World Series Math

World Series Math

The world series has gone to a 7th game! What are the odds of this happening? Well that depends on how good of a chance each team has of winning each game. There are a couple different approaches we can take - one simple and one a little more complicated.

We can make the simplifying assumption that each game is independent and that the probability of each team winning a game is static. Or we could make it more complicated by updating the probability that a team wins the next game if they've won the previous game. In other words, given the fact that a team wins a game, they will be more likley to win the next. This will involve bayesian updating.

Part 1 - Strength of Teams Fixed

First let's start with the simple approach. Let g, the number of games a series will go, be a discrete random variable that can take on values of 4, 5, 6 or 7. Let $\theta$ be the probability that team A wins. Then,

$$P(g=4 \vert \theta = p) = p^4 + (1-p)^4$$
$$P(g=5 \vert \theta = p) = {4\choose1}*p^4*(1-p) + {4\choose1}*(1-p)^4*p$$
$$P(g=6 \vert \theta = p) = {5\choose2}*p^4*(1-p)^2 + {5\choose2}*(1-p)^4*p^2$$
$$P(g=7 \vert \theta = p) = {6\choose3}*p^3*(1-p)^3$$

There are a bunch of equivelent ways of writing those probabilities.

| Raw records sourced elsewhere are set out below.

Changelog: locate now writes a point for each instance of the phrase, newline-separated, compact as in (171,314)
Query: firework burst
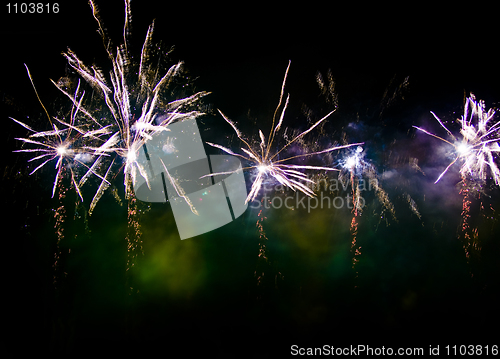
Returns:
(266,162)
(475,150)
(478,142)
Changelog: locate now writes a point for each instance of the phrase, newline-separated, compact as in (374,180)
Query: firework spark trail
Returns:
(110,135)
(265,162)
(355,167)
(475,150)
(478,144)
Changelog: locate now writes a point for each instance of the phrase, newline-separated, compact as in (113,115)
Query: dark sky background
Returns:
(412,273)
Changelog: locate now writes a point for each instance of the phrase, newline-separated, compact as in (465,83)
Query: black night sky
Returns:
(414,285)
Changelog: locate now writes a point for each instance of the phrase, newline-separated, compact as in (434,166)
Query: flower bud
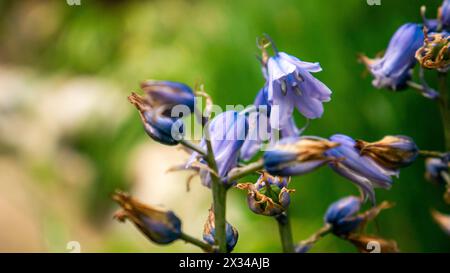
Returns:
(393,70)
(160,127)
(435,168)
(297,155)
(269,195)
(168,94)
(342,215)
(361,170)
(209,231)
(392,152)
(435,54)
(372,244)
(159,225)
(227,132)
(444,14)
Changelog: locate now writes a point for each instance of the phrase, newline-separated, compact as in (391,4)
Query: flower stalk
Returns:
(219,192)
(240,172)
(284,227)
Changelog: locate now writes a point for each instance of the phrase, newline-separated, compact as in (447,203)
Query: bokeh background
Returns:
(69,138)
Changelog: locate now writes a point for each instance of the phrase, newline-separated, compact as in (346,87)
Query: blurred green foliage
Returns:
(214,42)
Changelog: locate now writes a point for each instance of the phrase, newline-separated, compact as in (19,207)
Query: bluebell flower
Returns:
(393,70)
(269,195)
(258,126)
(209,232)
(168,94)
(297,155)
(290,84)
(159,225)
(227,132)
(160,126)
(392,152)
(434,54)
(260,130)
(342,215)
(362,170)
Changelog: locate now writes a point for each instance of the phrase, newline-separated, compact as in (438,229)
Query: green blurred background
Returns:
(68,136)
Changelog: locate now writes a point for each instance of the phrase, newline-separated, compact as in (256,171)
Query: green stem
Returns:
(219,192)
(240,172)
(284,227)
(189,239)
(444,108)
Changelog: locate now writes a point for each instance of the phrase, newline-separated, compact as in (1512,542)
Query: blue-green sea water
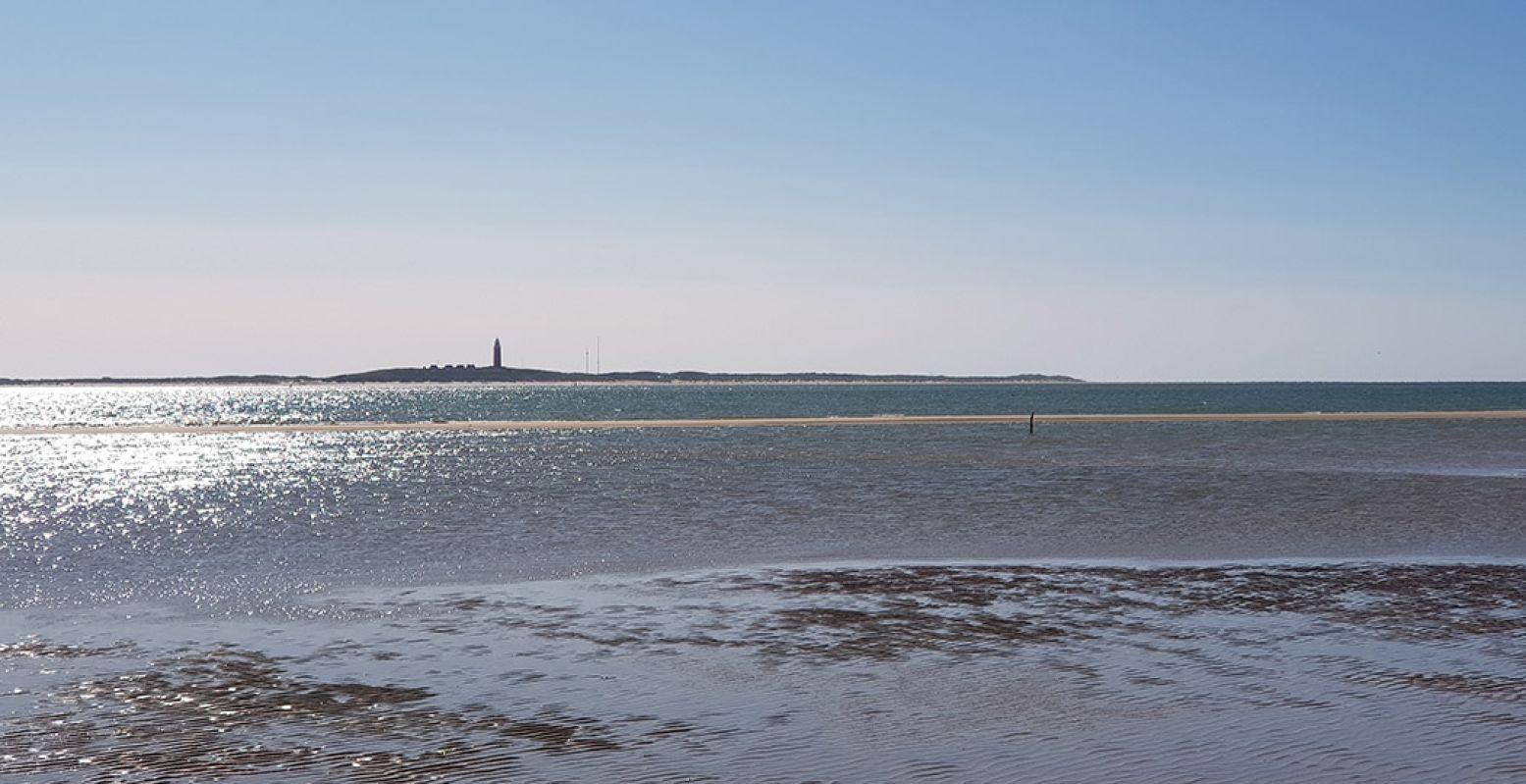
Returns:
(421,403)
(1141,601)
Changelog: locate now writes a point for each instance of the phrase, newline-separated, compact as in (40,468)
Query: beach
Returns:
(250,585)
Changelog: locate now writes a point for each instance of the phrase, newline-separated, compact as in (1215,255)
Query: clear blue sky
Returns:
(1119,191)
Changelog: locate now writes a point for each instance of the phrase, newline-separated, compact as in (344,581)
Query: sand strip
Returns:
(764,421)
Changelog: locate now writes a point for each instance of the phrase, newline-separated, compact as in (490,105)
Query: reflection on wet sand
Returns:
(929,673)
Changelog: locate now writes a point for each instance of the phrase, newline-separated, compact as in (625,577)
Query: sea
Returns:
(1239,601)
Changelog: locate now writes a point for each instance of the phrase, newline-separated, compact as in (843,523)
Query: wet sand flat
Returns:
(1317,673)
(769,421)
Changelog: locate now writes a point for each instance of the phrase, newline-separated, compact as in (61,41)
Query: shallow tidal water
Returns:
(1207,601)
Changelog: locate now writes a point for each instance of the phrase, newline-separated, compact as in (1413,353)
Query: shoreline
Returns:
(764,421)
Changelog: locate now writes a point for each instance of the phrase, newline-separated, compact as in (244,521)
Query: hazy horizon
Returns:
(1179,191)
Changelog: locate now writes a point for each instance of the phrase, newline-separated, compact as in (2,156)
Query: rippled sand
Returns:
(833,673)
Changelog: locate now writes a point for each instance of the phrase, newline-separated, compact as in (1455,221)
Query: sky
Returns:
(1118,191)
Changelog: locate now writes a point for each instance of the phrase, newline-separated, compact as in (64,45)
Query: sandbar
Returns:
(762,421)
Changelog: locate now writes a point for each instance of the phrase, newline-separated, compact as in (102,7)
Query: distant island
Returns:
(473,374)
(500,373)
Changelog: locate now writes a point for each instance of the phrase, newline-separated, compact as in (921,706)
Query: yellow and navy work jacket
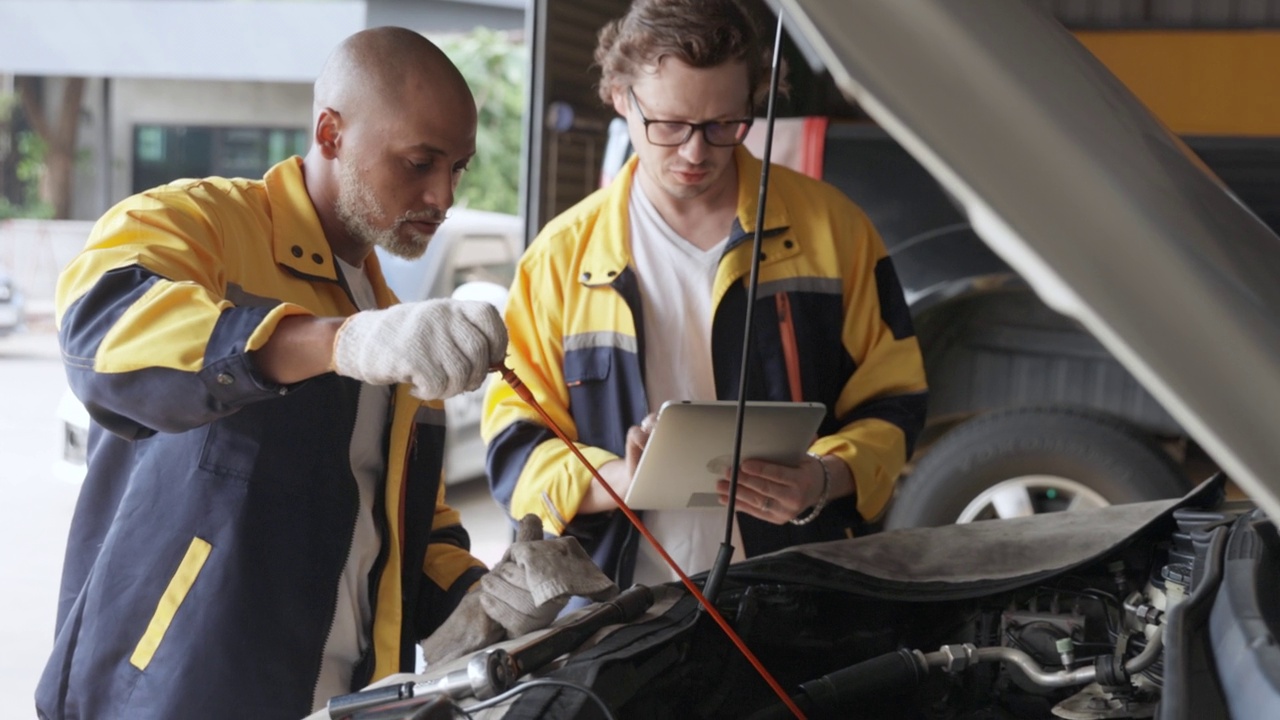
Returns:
(218,510)
(830,326)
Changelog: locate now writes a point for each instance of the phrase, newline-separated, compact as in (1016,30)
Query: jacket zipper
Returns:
(790,350)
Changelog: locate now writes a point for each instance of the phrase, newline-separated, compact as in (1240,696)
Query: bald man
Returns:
(263,523)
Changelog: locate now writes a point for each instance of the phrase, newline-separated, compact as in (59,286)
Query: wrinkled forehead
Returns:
(675,90)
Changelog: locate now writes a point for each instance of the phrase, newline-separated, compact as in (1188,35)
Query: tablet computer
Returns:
(691,445)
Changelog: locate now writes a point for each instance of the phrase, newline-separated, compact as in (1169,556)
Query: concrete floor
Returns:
(37,510)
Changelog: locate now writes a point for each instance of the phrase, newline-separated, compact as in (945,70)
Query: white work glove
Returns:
(524,592)
(440,347)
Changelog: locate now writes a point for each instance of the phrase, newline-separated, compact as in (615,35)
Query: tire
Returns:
(1032,460)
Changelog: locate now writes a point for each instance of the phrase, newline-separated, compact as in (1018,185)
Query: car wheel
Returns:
(1023,461)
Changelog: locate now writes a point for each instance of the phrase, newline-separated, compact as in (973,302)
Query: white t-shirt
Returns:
(352,619)
(676,279)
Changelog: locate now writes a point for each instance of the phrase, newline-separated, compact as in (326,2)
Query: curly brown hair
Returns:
(702,33)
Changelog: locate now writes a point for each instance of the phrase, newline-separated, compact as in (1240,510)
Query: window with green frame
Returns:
(163,154)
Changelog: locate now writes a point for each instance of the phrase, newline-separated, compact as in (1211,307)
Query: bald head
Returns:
(375,67)
(394,130)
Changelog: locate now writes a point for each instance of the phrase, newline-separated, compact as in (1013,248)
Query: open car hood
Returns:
(1068,177)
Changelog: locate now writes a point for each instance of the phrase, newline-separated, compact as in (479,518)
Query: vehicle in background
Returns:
(471,256)
(1027,413)
(12,304)
(1161,609)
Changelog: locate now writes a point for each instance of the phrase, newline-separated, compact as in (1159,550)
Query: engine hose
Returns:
(831,696)
(897,673)
(956,657)
(521,391)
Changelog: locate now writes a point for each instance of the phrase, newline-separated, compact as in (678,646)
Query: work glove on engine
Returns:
(440,347)
(524,592)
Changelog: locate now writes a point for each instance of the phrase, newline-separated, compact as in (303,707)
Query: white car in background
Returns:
(472,256)
(12,304)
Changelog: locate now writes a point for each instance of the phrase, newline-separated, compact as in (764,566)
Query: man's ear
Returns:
(328,132)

I wrote them here in a way that seemed most elegent, not necessarily the way that is easiest to understand.

Let's do it in Python!

In [1]:
from scipy.misc import comb

def pmf_games(p):
    p_4 = p**4 + (1-p)**4
    p_5 = comb(4,1) * (p**4 * (1-p) + (1-p)**4 * p)
    p_6 = comb(5,2) * (p**4 * (1-p)**2 + (1-p)**4 * p**2)
    p_7 = comb(6,3) * (p**3 * (1-p)**3)
    return (p_4,p_5,p_6,p_7)
In [2]:
pmf_games(.5)
Out[2]:
(0.125, 0.25, 0.3125, 0.3125)

Ok, given the teams are equally likley to win any game, the probability that the series goes to 7 games is .3125. Before we plot, let's do a quick sanity check:

In [3]:
import numpy as np
np.allclose([sum(pmf_games(theta)) for theta in np.linspace(0,1,100)],[1]*100)
Out[3]:
True

Phew, now let's plot!

In [4]:
import matplotlib.pyplot as plt
%matplotlib inline

plt.figure(figsize=(12,7))
plt.plot(np.linspace(0,1,1000),[pmf_games(x)[0] for x in np.linspace(0,1,1000)],label='4 games');
plt.plot(np.linspace(0,1,1000),[pmf_games(x)[1] for x in np.linspace(0,1,1000)],label='5 games');
plt.plot(np.linspace(0,1,1000),[pmf_games(x)[2] for x in np.linspace(0,1,1000)],label='6 games');
plt.plot(np.linspace(0,1,1000),[pmf_games(x)[3] for x in np.linspace(0,1,1000)],label='7 games');
plt.legend(loc=2);
plt.xlim(0,1);
plt.xlabel('Theta (Strength of Team A)',fontsize=20)
plt.ylabel('Probability',fontsize=20)
plt.title('Probability of Series being different lengths as function of chance one team has of winning each game');

Cool looking plot!

Part 2 - Strength of Teams Updating

Now let's do away with the simplifying assumption and say that the probaility of a team winning the next game increases if they win their last one. We come in with some prior belief of how good the teams are, then we update the belief as we see more data. In other words, we take into account the possibility of momentum in the series.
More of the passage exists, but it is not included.